By Daniel Vlasaty
Hard Case Crime is one of my favorite publishers. They put out some great classic crime novels as well as modern day pulps. Recently, they have teamed up with Titan to release comic books, pairing crime writers with artists. I think this is awesome. And when I saw Megan Abbott’s name attached to this book, I was immediately pumped. I’ve read a few of her novels and think she’s a great writer. And I was interested to see her try her hand at writing a comic. Normandy Gold is co-written with Alison Gaylin, another crime writer. Unfortunately, I am unfamiliar with her work, but will most likely be checking it out now after reading this comic book.
Normandy Gold reads like a cross between a noir thriller and a 70’s exploitation movie. A great combination when it’s done right. And here it’s pretty close to perfect. It tells the story of Normandy, a woman with a tumultuous past now working as a sheriff in Oregon. She gets a strange phone call from her sister, who she hasn’t seen or really spoken to in 12 years. During the phone call, Normandy ends up hearing her sister’s murder. This pushes Normandy to action and she travels to DC to infiltrate the prostitution right her sister was mixed up with. While this might not seem like the most original storyline, Abbott and Gaylin keep it fresh by giving Normandy a tough and harsh backstory. Which is expertly woven into to the story’s present day.
Normandy’s a strong woman. She’s had to be her whole life and now she’s able to deal with almost anything because of it. Our first look at her, she’s skinning a moose, and I think this does a really good job of introducing her to us. I think those first four panels are quite revealing. Especially with the narration going on over them. Throughout its entirety this book does not pull any punches. It shows the gritty side of 1970s DC. This is where the pulpiness of Hard Case Crime comes in. We’re shown all the things that Normandy’s willing to do to get to the bottom of her sister’s murder. From pulling a huge fucking buck knife on some sexist cops to much, much worse.
One issue I have with Normandy Gold is that it seems a bit rushed. A lot of stuff happens very quickly. But I never got the feeling of being lost or missing information. I get it, though. This is a 22-page comic book, as opposed to a 300+ page novel. Things need to get out quicker here. As a novelist myself I know that you get more time to build and grow and flow in a novel. I just thought the whole scene where her sister called her and then was immediately murder (while on the phone) was a bit gimmicky and rushed.

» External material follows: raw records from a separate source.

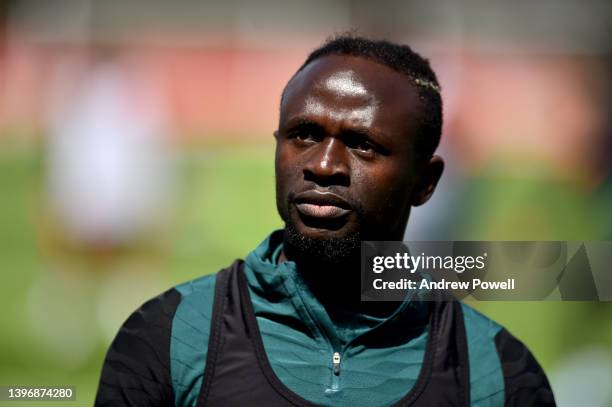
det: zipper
[332,352,340,376]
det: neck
[278,249,399,317]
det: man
[96,37,554,406]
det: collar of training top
[245,230,430,346]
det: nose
[304,137,350,187]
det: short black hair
[289,34,442,157]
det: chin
[284,222,361,264]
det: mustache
[287,188,363,215]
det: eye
[294,132,319,142]
[345,137,377,158]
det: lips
[293,190,351,219]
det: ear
[412,155,444,206]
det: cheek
[355,166,414,220]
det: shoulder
[96,275,215,406]
[461,303,555,406]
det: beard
[283,220,361,266]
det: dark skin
[274,55,444,312]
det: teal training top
[96,231,554,407]
[171,231,504,406]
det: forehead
[281,55,420,130]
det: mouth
[293,190,352,220]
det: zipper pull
[332,352,340,376]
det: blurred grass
[0,144,612,406]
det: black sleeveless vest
[197,261,470,407]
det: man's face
[275,56,442,262]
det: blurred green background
[0,0,612,406]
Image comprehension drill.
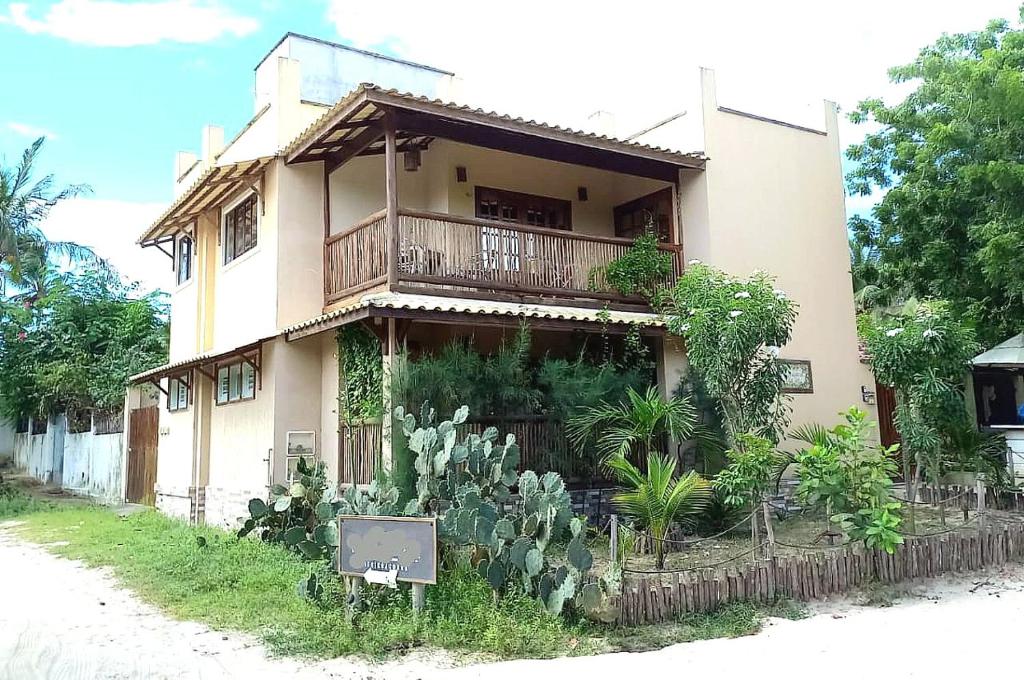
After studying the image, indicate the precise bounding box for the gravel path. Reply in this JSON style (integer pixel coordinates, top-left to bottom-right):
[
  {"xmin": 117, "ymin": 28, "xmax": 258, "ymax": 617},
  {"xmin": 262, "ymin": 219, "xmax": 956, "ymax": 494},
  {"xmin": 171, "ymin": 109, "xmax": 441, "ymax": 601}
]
[{"xmin": 0, "ymin": 527, "xmax": 1024, "ymax": 680}]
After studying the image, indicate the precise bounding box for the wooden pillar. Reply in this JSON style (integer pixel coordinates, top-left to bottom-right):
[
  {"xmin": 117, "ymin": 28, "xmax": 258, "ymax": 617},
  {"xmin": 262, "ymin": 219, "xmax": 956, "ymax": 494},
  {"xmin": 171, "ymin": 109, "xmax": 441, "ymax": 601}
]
[
  {"xmin": 323, "ymin": 161, "xmax": 331, "ymax": 306},
  {"xmin": 381, "ymin": 317, "xmax": 398, "ymax": 473},
  {"xmin": 384, "ymin": 109, "xmax": 398, "ymax": 290}
]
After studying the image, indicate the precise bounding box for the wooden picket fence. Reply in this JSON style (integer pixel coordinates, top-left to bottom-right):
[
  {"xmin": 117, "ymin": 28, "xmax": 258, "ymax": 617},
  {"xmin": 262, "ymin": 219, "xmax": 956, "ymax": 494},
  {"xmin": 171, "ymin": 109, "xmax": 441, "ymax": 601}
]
[{"xmin": 618, "ymin": 523, "xmax": 1024, "ymax": 626}]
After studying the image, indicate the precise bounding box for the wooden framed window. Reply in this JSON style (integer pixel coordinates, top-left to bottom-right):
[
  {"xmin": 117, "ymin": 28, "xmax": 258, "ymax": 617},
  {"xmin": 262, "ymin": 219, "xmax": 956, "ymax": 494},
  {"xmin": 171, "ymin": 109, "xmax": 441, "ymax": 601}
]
[
  {"xmin": 614, "ymin": 187, "xmax": 676, "ymax": 243},
  {"xmin": 223, "ymin": 193, "xmax": 259, "ymax": 264},
  {"xmin": 174, "ymin": 237, "xmax": 195, "ymax": 286},
  {"xmin": 167, "ymin": 375, "xmax": 191, "ymax": 412},
  {"xmin": 778, "ymin": 358, "xmax": 814, "ymax": 394},
  {"xmin": 476, "ymin": 186, "xmax": 572, "ymax": 230},
  {"xmin": 217, "ymin": 359, "xmax": 256, "ymax": 405}
]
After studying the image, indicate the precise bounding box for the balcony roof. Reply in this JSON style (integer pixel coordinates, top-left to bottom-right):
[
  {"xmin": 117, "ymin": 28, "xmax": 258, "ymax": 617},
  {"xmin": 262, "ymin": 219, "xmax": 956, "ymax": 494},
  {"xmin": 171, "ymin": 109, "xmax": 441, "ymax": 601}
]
[
  {"xmin": 283, "ymin": 83, "xmax": 707, "ymax": 181},
  {"xmin": 282, "ymin": 293, "xmax": 665, "ymax": 341},
  {"xmin": 136, "ymin": 156, "xmax": 274, "ymax": 246}
]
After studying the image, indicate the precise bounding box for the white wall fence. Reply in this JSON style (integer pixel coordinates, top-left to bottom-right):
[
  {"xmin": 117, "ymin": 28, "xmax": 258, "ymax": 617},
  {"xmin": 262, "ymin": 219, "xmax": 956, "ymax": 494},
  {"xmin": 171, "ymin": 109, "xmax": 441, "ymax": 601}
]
[{"xmin": 14, "ymin": 414, "xmax": 125, "ymax": 503}]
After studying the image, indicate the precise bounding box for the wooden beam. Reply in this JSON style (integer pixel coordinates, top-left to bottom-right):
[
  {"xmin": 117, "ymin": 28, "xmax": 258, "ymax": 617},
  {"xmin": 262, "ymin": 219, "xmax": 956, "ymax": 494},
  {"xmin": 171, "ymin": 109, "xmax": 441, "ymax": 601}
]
[
  {"xmin": 367, "ymin": 91, "xmax": 705, "ymax": 169},
  {"xmin": 321, "ymin": 161, "xmax": 331, "ymax": 305},
  {"xmin": 285, "ymin": 92, "xmax": 369, "ymax": 165},
  {"xmin": 150, "ymin": 378, "xmax": 170, "ymax": 396},
  {"xmin": 384, "ymin": 109, "xmax": 398, "ymax": 289},
  {"xmin": 399, "ymin": 114, "xmax": 684, "ymax": 181},
  {"xmin": 325, "ymin": 123, "xmax": 384, "ymax": 174},
  {"xmin": 195, "ymin": 364, "xmax": 217, "ymax": 384},
  {"xmin": 153, "ymin": 237, "xmax": 174, "ymax": 259}
]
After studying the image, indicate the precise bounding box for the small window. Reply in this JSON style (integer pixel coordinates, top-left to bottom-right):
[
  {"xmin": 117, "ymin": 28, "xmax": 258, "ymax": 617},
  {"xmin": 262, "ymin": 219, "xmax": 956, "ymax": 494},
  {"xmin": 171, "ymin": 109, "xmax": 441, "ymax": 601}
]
[
  {"xmin": 176, "ymin": 237, "xmax": 194, "ymax": 286},
  {"xmin": 224, "ymin": 194, "xmax": 258, "ymax": 264},
  {"xmin": 217, "ymin": 362, "xmax": 256, "ymax": 403},
  {"xmin": 67, "ymin": 409, "xmax": 92, "ymax": 434},
  {"xmin": 167, "ymin": 376, "xmax": 190, "ymax": 411},
  {"xmin": 92, "ymin": 411, "xmax": 125, "ymax": 434}
]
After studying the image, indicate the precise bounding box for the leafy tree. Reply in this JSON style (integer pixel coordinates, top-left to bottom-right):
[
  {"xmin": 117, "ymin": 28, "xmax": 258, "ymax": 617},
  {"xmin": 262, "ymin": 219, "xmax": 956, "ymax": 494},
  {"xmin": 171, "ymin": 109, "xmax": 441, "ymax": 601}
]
[
  {"xmin": 847, "ymin": 14, "xmax": 1024, "ymax": 342},
  {"xmin": 713, "ymin": 434, "xmax": 790, "ymax": 508},
  {"xmin": 0, "ymin": 269, "xmax": 167, "ymax": 419},
  {"xmin": 797, "ymin": 408, "xmax": 903, "ymax": 553},
  {"xmin": 0, "ymin": 137, "xmax": 100, "ymax": 285},
  {"xmin": 654, "ymin": 261, "xmax": 797, "ymax": 447},
  {"xmin": 605, "ymin": 453, "xmax": 712, "ymax": 569},
  {"xmin": 565, "ymin": 387, "xmax": 696, "ymax": 460},
  {"xmin": 858, "ymin": 301, "xmax": 979, "ymax": 522}
]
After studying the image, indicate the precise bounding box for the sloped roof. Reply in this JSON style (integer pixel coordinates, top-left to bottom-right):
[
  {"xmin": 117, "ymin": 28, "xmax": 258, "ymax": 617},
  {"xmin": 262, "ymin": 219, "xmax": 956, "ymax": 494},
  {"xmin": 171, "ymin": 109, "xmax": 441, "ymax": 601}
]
[
  {"xmin": 282, "ymin": 293, "xmax": 665, "ymax": 340},
  {"xmin": 282, "ymin": 83, "xmax": 707, "ymax": 179},
  {"xmin": 971, "ymin": 333, "xmax": 1024, "ymax": 368},
  {"xmin": 136, "ymin": 156, "xmax": 275, "ymax": 246}
]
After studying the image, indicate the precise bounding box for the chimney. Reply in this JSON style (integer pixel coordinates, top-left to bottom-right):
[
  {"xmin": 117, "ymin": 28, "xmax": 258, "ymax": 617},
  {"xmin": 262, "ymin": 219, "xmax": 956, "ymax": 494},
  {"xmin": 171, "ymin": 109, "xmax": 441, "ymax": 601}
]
[
  {"xmin": 174, "ymin": 152, "xmax": 199, "ymax": 189},
  {"xmin": 202, "ymin": 125, "xmax": 224, "ymax": 167},
  {"xmin": 587, "ymin": 111, "xmax": 615, "ymax": 137}
]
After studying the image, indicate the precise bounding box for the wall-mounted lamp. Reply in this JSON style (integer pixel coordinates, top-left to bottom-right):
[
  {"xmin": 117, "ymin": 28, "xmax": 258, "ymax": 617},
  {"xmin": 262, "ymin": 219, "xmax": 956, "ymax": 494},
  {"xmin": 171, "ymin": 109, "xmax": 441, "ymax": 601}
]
[{"xmin": 402, "ymin": 148, "xmax": 420, "ymax": 172}]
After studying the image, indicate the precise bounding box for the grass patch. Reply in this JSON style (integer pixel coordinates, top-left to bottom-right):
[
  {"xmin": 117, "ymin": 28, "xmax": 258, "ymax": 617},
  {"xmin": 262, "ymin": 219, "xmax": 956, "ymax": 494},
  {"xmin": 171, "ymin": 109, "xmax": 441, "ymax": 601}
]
[
  {"xmin": 15, "ymin": 508, "xmax": 589, "ymax": 657},
  {"xmin": 606, "ymin": 600, "xmax": 807, "ymax": 651},
  {"xmin": 6, "ymin": 501, "xmax": 802, "ymax": 658},
  {"xmin": 0, "ymin": 481, "xmax": 53, "ymax": 519}
]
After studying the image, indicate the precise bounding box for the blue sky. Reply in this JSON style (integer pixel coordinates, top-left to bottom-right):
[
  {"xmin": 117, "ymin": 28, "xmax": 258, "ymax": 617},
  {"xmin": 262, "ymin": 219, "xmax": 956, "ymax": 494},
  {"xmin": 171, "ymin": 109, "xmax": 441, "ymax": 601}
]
[
  {"xmin": 0, "ymin": 0, "xmax": 348, "ymax": 202},
  {"xmin": 0, "ymin": 0, "xmax": 1019, "ymax": 287}
]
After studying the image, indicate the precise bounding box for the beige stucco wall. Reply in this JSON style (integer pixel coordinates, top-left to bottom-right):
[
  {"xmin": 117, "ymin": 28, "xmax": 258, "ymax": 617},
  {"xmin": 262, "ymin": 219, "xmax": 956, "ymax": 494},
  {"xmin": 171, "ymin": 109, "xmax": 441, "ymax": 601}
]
[
  {"xmin": 275, "ymin": 160, "xmax": 324, "ymax": 328},
  {"xmin": 315, "ymin": 333, "xmax": 338, "ymax": 479},
  {"xmin": 681, "ymin": 72, "xmax": 877, "ymax": 440},
  {"xmin": 268, "ymin": 336, "xmax": 322, "ymax": 481}
]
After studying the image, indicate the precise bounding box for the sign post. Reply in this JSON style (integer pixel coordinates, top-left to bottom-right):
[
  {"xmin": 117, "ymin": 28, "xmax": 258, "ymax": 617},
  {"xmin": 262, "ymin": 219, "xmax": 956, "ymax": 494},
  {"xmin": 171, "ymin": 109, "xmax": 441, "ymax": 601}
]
[{"xmin": 338, "ymin": 515, "xmax": 437, "ymax": 613}]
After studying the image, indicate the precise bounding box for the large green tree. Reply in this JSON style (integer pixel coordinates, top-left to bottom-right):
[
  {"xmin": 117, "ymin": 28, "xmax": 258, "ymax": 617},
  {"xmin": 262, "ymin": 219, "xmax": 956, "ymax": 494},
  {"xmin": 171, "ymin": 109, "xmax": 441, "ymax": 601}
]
[
  {"xmin": 0, "ymin": 269, "xmax": 168, "ymax": 419},
  {"xmin": 847, "ymin": 11, "xmax": 1024, "ymax": 343},
  {"xmin": 0, "ymin": 137, "xmax": 100, "ymax": 291}
]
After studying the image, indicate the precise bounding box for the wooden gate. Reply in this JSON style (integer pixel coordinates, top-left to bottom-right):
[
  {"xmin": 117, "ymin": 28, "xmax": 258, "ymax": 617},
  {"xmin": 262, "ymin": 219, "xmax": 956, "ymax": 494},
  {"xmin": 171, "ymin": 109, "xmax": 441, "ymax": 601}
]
[{"xmin": 125, "ymin": 407, "xmax": 160, "ymax": 505}]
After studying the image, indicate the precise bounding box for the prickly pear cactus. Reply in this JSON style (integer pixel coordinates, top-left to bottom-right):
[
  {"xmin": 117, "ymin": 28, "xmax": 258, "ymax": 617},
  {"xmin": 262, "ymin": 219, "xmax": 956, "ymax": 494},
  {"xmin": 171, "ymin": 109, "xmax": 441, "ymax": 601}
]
[{"xmin": 395, "ymin": 405, "xmax": 606, "ymax": 614}]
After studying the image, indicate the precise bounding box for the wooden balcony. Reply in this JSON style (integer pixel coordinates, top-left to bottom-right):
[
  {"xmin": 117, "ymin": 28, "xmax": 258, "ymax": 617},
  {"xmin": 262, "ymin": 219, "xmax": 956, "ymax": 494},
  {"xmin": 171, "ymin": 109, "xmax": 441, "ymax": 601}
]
[{"xmin": 324, "ymin": 209, "xmax": 682, "ymax": 305}]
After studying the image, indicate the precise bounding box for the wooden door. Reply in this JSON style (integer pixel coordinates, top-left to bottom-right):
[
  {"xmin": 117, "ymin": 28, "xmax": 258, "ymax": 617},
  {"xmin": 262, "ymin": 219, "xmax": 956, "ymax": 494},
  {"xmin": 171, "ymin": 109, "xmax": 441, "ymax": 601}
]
[
  {"xmin": 874, "ymin": 382, "xmax": 903, "ymax": 477},
  {"xmin": 125, "ymin": 407, "xmax": 160, "ymax": 505}
]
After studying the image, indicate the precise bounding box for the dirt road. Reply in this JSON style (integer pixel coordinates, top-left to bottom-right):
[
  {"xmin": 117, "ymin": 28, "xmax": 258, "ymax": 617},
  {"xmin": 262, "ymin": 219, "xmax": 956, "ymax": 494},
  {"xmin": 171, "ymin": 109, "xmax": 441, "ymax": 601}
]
[{"xmin": 0, "ymin": 528, "xmax": 1024, "ymax": 680}]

Steve Scott does the art, and I thought it was fitting for the story. It’s gritty and classic pulp noir. It really feels like something from the era it’s depicting. Like I’m watching one of those grainy 70s movies its inspired by. And I think Lovern Kindzierski’s color work only adds to it. There are some heavy shadows and a scratchiness to it that makes it look like something that’s been sitting on a shelf collecting dust the past few decades. But still, this never become too over-the-top. It’s there just enough to know what you’re looking for.
This is by no means a perfect book. But if you’re a crime fiction fan or a lover of gritty noir/revenge/exploitation movies I think you’ll find at least a few things to enjoy here. I’m excited to follow Normandy’s story and have to say that this one feels like it’s going to be the better of the Hard Case Crime/Titan books. And that’s saying a lot because I enjoy the others as well.